Paint it RED
Red attracts the eye. Red says danger, stop, warning! Red is fire and blood. Red speaks passion: it is the colour of anger, the colour of the Valentine rose of love, and the colour of the poppy of Remembrance.
What does this mean for us as artists? Anecdotal evidence from gallery owners and art auctioneers says a splash of red can help to sell a painting. Alan Aldridge of Kiwi Arthouse in Wellington says a little red in a painting can draw attention to the work.
So, how can we use red in watercolour paintings? What pigment is right for what place? How much? Where? Three artists offer their views.
"Wellington Tugs" by Alfred Memelink
As one of the important trio of primary colours, red features as a vital focal point in many water-colourists’ paintings. Arguably the most vibrant of the primaries, red quickly catches the viewer’s eye and can contrast sharply with other muted mid-tones of the image.
Here, in a recent watercolour, I have used the bright red dinghy, pointing inwards, to direct you onto the larger launch – which, in turn, carries your eye right into the overall scene. The dinghy’s placement, as well as its colour, is also crucial to the picture’s overall composition.
Cohesion in colour is also used here – with red blending well with the complementary soft greens in the hills and water reflections. Placed next to each other, complementary colours can create strong contrasts as well as reinforcing each other.

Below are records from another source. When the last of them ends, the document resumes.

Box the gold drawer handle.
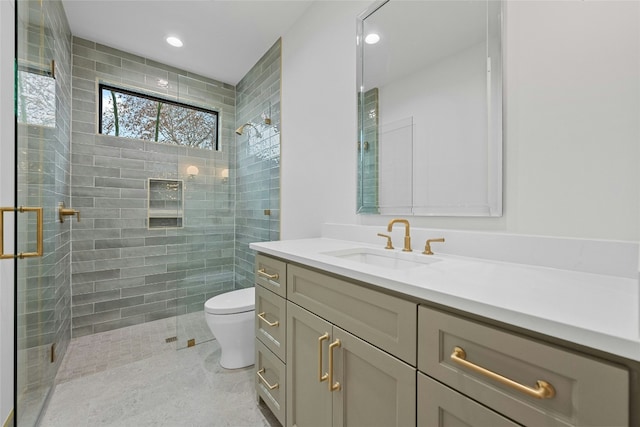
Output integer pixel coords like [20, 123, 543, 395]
[258, 311, 280, 328]
[258, 268, 280, 280]
[451, 347, 556, 399]
[318, 332, 329, 382]
[256, 368, 280, 390]
[329, 339, 340, 391]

You will see many examples of paintings that demonstrate how the primary red becomes a powerful tool in an artist’s kit when used quite sparingly and thoughtfully placed. Before we leave this subject of primary colours, I recall once seeing a reproduction of a John Yardley watercolour where his creation of a young lady in a bright yellow frock was set amid a back-drop of predominantly muted grey/blue buildings.

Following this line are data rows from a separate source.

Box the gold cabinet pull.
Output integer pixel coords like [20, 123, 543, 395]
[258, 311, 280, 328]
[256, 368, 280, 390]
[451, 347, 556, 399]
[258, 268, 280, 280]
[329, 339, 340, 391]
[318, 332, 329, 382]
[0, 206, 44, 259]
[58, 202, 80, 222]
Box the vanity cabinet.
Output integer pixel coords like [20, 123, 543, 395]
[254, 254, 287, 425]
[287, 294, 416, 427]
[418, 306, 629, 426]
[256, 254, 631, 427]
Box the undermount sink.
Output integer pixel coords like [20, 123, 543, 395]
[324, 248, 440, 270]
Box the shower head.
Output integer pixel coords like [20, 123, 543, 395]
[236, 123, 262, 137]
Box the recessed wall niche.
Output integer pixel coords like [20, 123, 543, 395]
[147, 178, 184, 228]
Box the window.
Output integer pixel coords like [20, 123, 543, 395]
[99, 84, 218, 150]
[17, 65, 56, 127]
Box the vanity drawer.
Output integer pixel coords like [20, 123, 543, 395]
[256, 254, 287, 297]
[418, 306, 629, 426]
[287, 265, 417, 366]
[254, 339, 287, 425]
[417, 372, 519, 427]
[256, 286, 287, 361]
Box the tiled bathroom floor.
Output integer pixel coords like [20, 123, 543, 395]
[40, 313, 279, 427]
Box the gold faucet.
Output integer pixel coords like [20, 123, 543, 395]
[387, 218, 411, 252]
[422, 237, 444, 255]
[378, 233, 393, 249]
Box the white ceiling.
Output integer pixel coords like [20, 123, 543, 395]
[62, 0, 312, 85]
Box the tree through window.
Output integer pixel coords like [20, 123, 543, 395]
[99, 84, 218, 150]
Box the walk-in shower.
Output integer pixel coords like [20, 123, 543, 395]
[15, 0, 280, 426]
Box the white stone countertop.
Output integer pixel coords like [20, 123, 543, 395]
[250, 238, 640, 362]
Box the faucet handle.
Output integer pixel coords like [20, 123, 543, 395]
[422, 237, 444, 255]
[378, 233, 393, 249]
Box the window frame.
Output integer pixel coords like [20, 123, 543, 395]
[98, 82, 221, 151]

The painter’s placement and use of this particular primary was startlingly effective indeed!
"Anchor in the Sounds" by Devon Huston
There is an adage that every painting needs a little red. There is a large amount of cadmium red in this painting.
Red is always connected with activity; it can stand for passion, fire, animation and anger depending on the
context. Cadmium red is one of the warm reds but it also happens to have the strongest intensity on the palette. Any warm colour, particularly red, comes forward and makes the viewer easily engage with the action and subject. Cool colours like blue appear to recede. Alizarin Crimson, with a touch of blue in its make up is a cool red and therefore recedes compared to cadmium red.
Colours are received by our eyes in wavelengths which stimulate colour receptors (cones) and tonal receptors (rods).
The reason for this phenomenon is our eyes work hardest to focus on red so it is more stimulating.
Blue is the only colour detected by both cones and rods and it scatters more easily than longer wavelengths (like reds and yellows) and so is seen in places where other colours are not. This is particularly noticeable in shadows as long wavelengths such as yellows and reds are absorbed and are not reflected back to us; and in the distance making warm colours appear cooler because we are viewing these colours through multiple layers of scattered blue light. Adding blue to red makes a red object browner, thus pushing it back into the middle distance whilst saturated red gives a strong sense of nearness and energy in a painting.
"Entrepreneur Baking (Dee)" by Jacky Pearson
We probably have all heard of the theory about adding a dash of red to a painting, presumably to give it a little extra zing. I recently completed a road trip around the North Island in late autumn and was gobsmacked at the amount of red drenching the landscape, especially the deciduous trees.
Apparently because of the lack of wind, the trees were complete with their leaves and ablaze with colour in the lowering sun. But also the walls of hanging cotoneaster along nearly the whole of the Western Lake Road, walls of red. Also the rocks of the northern bays were red – flashing with gold, not dull brown.
I arrived home thinking that maybe red is awash under all our strong colours: greens, blues and yellows. I am going to experiment with an underwash of startling red over the whole painting in future, forget the tentative little dash.